CLEVELAND, Ohio - I boarded the plane in Cleveland at just after 10 in the morning and was eating barbecue for lunch in Austin a few hours later.
That's the great thing about these new flights from Allegiant Air: They transport Northeast Ohio travelers to some cool, new destinations in time for a full weekend of fun.
Here's the less-than-great thing: Three days later, my flight home was delayed an hour while a mechanic looked over the plane.
It wasn't a big deal, but it's something new Allegiant passengers should be aware of before they book: This airline has an on-time performance rating that is among the worst in the industry.On-time arrivals, January 2017
Delta, 79.3 percentAmerican, 78.6 percent Southwest, 76.5 percent United, 76.3 percent JetBlue, 75.6 percent Spirit, 75.2 percent Frontier, 71.3 percent Allegiant, 69.2 percent Sources: FlightStats.com
No one on my flight seemed too upset by the delay: "I'm glad it didn't happen on the trip down," said one; "When I'm not in a hurry, it doesn't bother me," said another; "I'll fly them again," said a third.
Instead, they focused on the positives: a $200 round-trip fare to fly nonstop to one of the hippest, hottest tourist destinations in the country right now.
This new flight to Austin is one of 11 destinations offered from Cleveland by Allegiant, the ultra-low-cost carrier that is known for its super-cheap fares to popular vacation spots.
The airline started service last week from Cleveland Hopkins, and eventually will fly to six cities in Florida, plus Phoenix, Austin, New Orleans, Myrtle Beach and Savannah/Hilton Head.
Several of the destinations - including Jacksonville and Destin, Florida, plus Savannah and Austin - are not served by another airline from Cleveland.
On my flight: a mom from Vermilion going to visit her adult son, who works in Austin's burgeoning tech field; a couple of women on a girls' weekend getaway; a young man from Parma visiting his girlfriend, who moved from Cleveland to Texas a year ago.
Most had been to Austin before - flying Southwest (through Nashville), United (through Houston) or American (through Dallas) - and were thrilled for this new cheap, nonstop flight. They figured they could fly to Texas twice on Allegiant for what one flight cost them before.
"This is going to be something I do a lot," said Amy DeFelice of Shaker Heights, who drove to Texas last week to help her fiance move and was flying home to Cleveland on my Monday flight.

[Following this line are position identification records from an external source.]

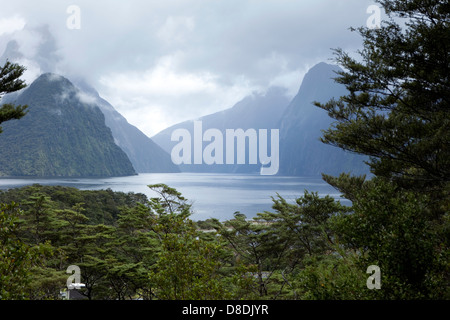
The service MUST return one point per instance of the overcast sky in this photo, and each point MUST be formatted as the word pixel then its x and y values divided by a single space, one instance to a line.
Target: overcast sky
pixel 162 62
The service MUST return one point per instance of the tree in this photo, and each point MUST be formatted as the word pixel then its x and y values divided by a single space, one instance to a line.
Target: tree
pixel 397 113
pixel 397 109
pixel 10 81
pixel 17 258
pixel 187 267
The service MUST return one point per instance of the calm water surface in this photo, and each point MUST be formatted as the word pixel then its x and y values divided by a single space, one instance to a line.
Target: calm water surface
pixel 212 195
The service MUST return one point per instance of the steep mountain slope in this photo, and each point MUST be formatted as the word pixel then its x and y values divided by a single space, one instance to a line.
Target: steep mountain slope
pixel 61 136
pixel 301 151
pixel 258 111
pixel 145 155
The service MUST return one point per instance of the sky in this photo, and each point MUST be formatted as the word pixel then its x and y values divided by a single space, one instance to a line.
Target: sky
pixel 162 62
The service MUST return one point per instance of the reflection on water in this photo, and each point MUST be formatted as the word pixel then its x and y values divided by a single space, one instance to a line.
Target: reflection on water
pixel 212 195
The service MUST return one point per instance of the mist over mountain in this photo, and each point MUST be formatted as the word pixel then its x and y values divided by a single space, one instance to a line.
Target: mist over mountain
pixel 299 122
pixel 301 151
pixel 145 155
pixel 60 136
pixel 258 111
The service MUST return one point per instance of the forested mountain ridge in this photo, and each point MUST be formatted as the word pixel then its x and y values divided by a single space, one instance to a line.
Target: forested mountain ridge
pixel 60 136
pixel 301 151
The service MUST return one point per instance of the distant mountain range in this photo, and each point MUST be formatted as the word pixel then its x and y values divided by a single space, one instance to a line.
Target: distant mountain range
pixel 301 151
pixel 258 111
pixel 299 122
pixel 71 131
pixel 60 136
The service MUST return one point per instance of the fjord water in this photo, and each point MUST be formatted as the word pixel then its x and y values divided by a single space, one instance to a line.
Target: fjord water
pixel 212 195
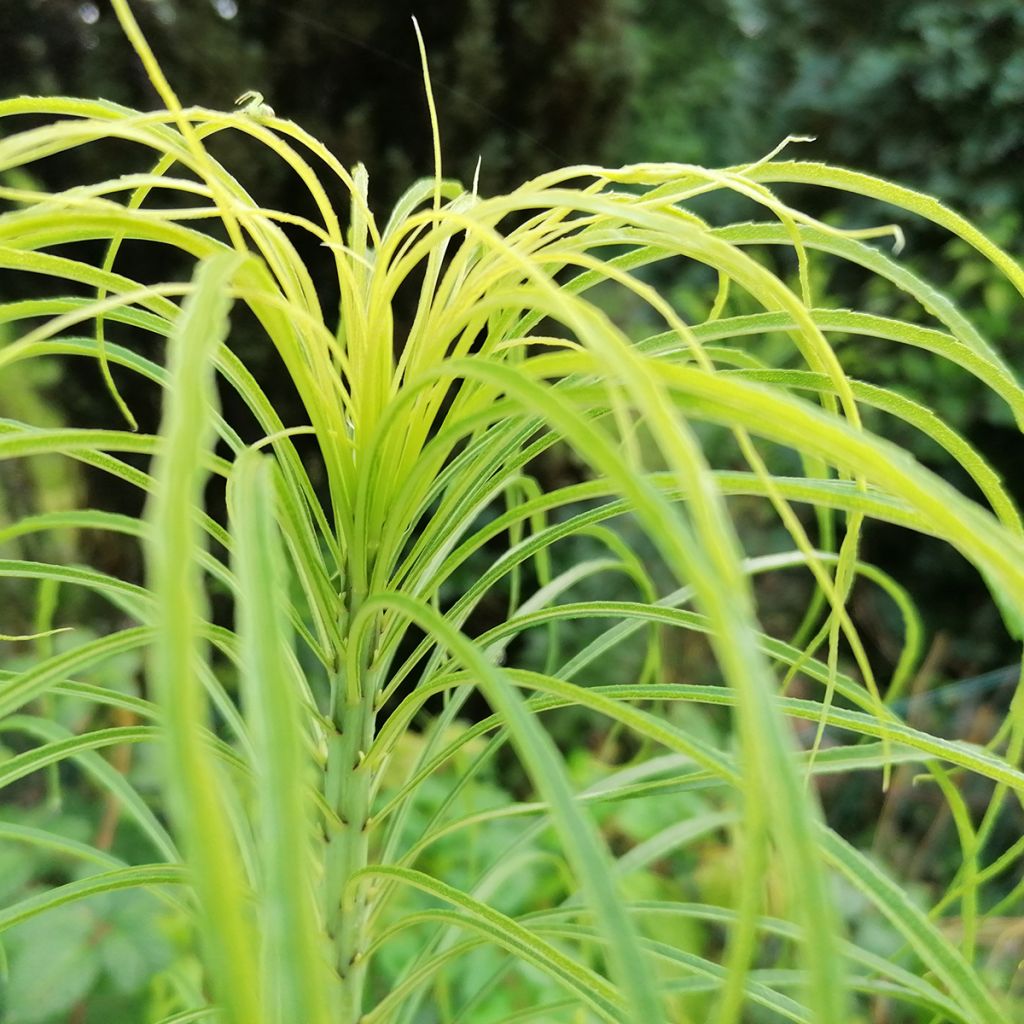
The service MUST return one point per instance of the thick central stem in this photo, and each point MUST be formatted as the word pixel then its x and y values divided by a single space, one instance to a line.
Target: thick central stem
pixel 346 909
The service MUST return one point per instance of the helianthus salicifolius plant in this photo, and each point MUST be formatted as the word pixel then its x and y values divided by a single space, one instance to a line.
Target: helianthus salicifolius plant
pixel 306 739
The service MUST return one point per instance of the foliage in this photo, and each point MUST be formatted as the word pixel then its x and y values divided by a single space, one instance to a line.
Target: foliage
pixel 331 840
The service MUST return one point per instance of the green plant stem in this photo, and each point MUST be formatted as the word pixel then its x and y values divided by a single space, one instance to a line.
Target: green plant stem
pixel 346 904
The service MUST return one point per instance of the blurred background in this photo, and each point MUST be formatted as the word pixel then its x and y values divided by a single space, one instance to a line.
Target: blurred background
pixel 927 92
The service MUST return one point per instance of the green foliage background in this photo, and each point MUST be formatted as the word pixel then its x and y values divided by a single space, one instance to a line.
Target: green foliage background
pixel 927 92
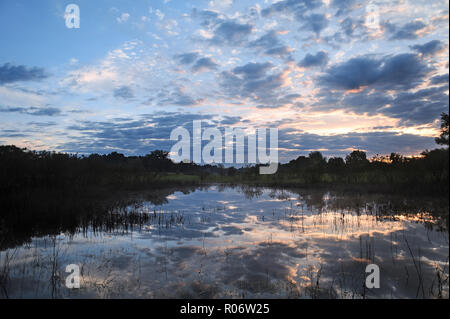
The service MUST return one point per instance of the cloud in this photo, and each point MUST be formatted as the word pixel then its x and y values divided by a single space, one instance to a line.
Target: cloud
pixel 271 45
pixel 408 31
pixel 348 26
pixel 340 144
pixel 254 81
pixel 231 33
pixel 132 136
pixel 343 6
pixel 11 73
pixel 419 107
pixel 439 79
pixel 123 17
pixel 292 7
pixel 187 58
pixel 32 110
pixel 253 70
pixel 124 92
pixel 429 48
pixel 204 64
pixel 319 59
pixel 178 97
pixel 315 22
pixel 391 72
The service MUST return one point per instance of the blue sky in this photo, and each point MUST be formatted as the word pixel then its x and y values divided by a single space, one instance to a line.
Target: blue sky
pixel 135 70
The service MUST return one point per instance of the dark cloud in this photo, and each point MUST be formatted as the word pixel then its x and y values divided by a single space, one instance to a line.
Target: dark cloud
pixel 124 92
pixel 11 73
pixel 136 136
pixel 429 48
pixel 390 72
pixel 253 70
pixel 187 58
pixel 347 26
pixel 271 45
pixel 204 64
pixel 231 33
pixel 319 59
pixel 343 6
pixel 32 110
pixel 254 81
pixel 439 79
pixel 419 107
pixel 408 31
pixel 339 145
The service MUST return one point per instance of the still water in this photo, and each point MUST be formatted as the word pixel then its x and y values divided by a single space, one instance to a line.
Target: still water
pixel 225 242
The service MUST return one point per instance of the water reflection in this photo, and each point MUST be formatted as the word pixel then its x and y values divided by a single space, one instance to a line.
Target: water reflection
pixel 242 242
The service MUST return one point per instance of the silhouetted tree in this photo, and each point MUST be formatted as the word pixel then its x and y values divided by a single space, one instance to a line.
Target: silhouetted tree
pixel 356 159
pixel 443 138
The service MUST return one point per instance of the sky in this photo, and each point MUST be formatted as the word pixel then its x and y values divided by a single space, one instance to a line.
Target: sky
pixel 331 75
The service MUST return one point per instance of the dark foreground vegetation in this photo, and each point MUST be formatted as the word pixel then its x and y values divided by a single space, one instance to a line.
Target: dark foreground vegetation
pixel 43 190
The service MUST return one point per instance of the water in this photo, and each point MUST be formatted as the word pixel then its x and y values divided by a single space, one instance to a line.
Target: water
pixel 223 242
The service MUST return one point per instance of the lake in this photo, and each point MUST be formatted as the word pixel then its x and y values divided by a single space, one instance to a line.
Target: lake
pixel 241 242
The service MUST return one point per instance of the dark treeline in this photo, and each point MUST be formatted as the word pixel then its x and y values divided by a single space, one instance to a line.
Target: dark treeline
pixel 21 169
pixel 49 193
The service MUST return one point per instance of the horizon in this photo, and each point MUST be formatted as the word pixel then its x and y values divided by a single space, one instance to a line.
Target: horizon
pixel 318 71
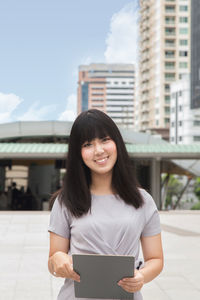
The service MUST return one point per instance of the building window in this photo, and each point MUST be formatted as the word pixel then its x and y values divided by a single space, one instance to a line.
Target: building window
pixel 167 110
pixel 196 123
pixel 169 65
pixel 167 88
pixel 170 31
pixel 169 43
pixel 169 54
pixel 183 53
pixel 196 138
pixel 183 30
pixel 169 76
pixel 183 42
pixel 169 8
pixel 167 99
pixel 169 20
pixel 183 19
pixel 183 8
pixel 183 65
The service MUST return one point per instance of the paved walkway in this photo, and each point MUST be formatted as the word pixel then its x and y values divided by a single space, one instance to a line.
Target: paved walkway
pixel 24 254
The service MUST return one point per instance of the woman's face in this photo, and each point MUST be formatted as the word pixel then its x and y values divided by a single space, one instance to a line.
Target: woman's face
pixel 99 155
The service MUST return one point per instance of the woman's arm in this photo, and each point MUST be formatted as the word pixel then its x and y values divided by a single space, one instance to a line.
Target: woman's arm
pixel 60 263
pixel 153 257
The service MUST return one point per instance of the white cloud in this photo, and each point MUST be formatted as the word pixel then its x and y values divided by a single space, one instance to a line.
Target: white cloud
pixel 70 113
pixel 37 113
pixel 8 104
pixel 122 38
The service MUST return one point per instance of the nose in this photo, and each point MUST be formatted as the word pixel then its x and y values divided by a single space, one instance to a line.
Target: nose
pixel 99 148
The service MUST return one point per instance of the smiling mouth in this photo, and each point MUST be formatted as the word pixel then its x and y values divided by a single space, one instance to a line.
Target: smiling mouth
pixel 102 160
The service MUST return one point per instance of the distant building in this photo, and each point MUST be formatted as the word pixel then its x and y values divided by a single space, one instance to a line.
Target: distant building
pixel 110 88
pixel 195 54
pixel 185 122
pixel 164 58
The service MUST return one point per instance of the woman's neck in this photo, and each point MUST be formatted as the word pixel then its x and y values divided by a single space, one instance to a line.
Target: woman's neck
pixel 101 184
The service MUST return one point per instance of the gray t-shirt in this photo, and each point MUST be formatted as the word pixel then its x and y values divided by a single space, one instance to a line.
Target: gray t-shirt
pixel 112 227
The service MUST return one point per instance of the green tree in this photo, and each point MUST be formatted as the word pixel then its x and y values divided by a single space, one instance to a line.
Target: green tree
pixel 197 187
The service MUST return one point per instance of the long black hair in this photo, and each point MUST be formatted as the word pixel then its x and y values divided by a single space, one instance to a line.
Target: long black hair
pixel 75 192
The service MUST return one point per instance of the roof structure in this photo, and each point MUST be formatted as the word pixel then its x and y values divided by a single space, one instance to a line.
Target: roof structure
pixel 184 159
pixel 40 150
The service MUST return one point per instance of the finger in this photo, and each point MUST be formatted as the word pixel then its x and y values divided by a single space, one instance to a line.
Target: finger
pixel 131 289
pixel 132 281
pixel 128 289
pixel 72 274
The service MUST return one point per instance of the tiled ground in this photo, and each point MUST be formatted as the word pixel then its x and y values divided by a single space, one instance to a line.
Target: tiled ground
pixel 24 254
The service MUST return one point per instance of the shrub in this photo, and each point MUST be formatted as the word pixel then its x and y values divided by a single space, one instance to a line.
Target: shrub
pixel 196 206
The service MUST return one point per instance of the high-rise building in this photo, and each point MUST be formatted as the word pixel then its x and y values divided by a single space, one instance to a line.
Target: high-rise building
pixel 164 57
pixel 185 122
pixel 195 54
pixel 110 88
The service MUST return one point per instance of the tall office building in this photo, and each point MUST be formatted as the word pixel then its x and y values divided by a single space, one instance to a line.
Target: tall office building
pixel 164 57
pixel 195 54
pixel 110 88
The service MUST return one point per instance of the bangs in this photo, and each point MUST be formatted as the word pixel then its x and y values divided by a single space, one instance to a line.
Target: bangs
pixel 93 129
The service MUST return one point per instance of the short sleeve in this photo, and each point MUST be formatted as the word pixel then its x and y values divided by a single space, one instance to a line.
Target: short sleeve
pixel 152 219
pixel 59 220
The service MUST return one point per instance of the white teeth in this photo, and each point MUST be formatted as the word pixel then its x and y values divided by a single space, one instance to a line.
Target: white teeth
pixel 102 160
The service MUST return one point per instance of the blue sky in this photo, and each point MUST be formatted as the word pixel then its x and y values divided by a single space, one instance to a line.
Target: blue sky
pixel 42 43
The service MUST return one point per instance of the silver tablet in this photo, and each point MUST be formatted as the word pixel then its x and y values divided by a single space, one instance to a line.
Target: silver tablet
pixel 99 275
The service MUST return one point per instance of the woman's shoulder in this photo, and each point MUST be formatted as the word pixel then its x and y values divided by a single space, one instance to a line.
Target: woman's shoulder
pixel 147 198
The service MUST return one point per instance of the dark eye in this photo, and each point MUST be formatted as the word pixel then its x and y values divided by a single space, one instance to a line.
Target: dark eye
pixel 105 139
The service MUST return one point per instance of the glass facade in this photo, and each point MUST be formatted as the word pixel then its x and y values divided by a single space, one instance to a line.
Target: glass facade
pixel 84 90
pixel 195 57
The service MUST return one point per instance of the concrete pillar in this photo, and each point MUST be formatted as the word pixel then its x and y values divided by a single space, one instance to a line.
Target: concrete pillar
pixel 43 181
pixel 2 178
pixel 156 181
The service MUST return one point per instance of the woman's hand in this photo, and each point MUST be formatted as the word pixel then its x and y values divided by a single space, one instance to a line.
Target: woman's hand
pixel 61 265
pixel 132 284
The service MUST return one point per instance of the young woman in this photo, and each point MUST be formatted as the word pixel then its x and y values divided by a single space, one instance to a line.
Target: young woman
pixel 100 209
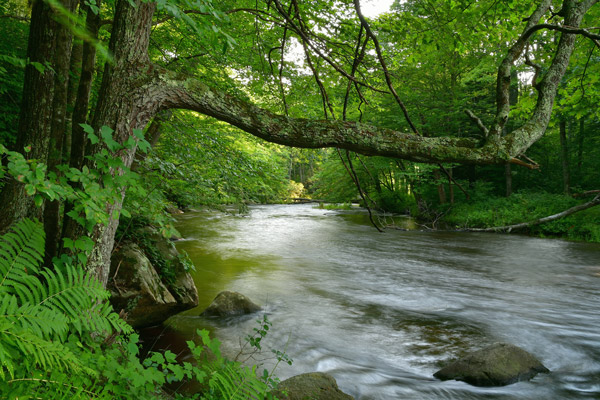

But travelers who aren't familiar with Allegiant will want to keep these caveats in mind:
* Fares are cheap, yes, but don't be fooled by the base price of your flight. My round-trip fare to Austin was $186, but then I added $28 for advanced seat assignments, $30 for a carry-on bag, and $4 for water. "Even with all the extra charges, it's still a discount," said Shari Kuhn, of Vermilion. "I don't think I've ever flown to Austin for under $300."
* Allegiant planes are old and bare bones. There's no in-flight entertainment, no optional wi-fi, no complimentary beverages, and the seats don't recline.On board an Allegiant Airbus A320, readying for takeoff to Austin, Texas.Susan Glaser, The Plain Dealer
One positive about these planes - they have more legroom than other ultra-low cost carriers, including Spirit and Frontier. I expected to feel cramped in my seat for the three-hour flight to Austin, but it wasn't too bad.
According to the website seatguru.com, Allegiant planes average 30 inches of seat pitch (that's the space between seats) versus 28 inches for Spirit and Frontier. Allegiant seats, however, are narrower - 17 inches wide, versus 17 3/4 or 18 inches for Frontier and Spirit.
On the trip south, we flew a 187-seat Airbus A320 that was nearly full. The return flight to Cleveland was on a 166-seat MD-80, again, almost full.
Allegiant's fleet of 86 planes includes 35 Airbus 320s and 319s, and 47 MD-80s. It's the oldest commercial fleet in the United States, with an average age of 22 years.
Allegiant is in the process of phasing out the MD-80s, in part because of high maintenance costs. (The Tampa Bay Times has done an excellent job chronicling reliability and safety concerns related to Allegiant's older fleet; read more here: tampabay.com/allegiant.)
So I wasn't completely surprised when, not long after boarding in Texas on Monday morning, a flight attendant came over the loudspeaker and told us there was a delay.
A mechanic was on his way to the aircraft, she said. "We'll be on our way to Cleveland once we confirm that our fuel system is exactly where we want it to be," she said.
Hmmm, I thought to myself: Do I really want to know what that means?
We got the all clear about 45 minutes later, then had an uneventful flight back to Cleveland.
"I'll definitely fly them again," said my seatmate Nicholas Peters, of Parma, who was visiting his girlfriend for the weekend.
Even with the extra hour tacked onto the return flight, he figures he's ahead. "Give me something cheap and nonstop," he said. "Saving a couple of hours is a big deal to me."
The majority of our fellow passengers, I'm guessing, felt much the same way.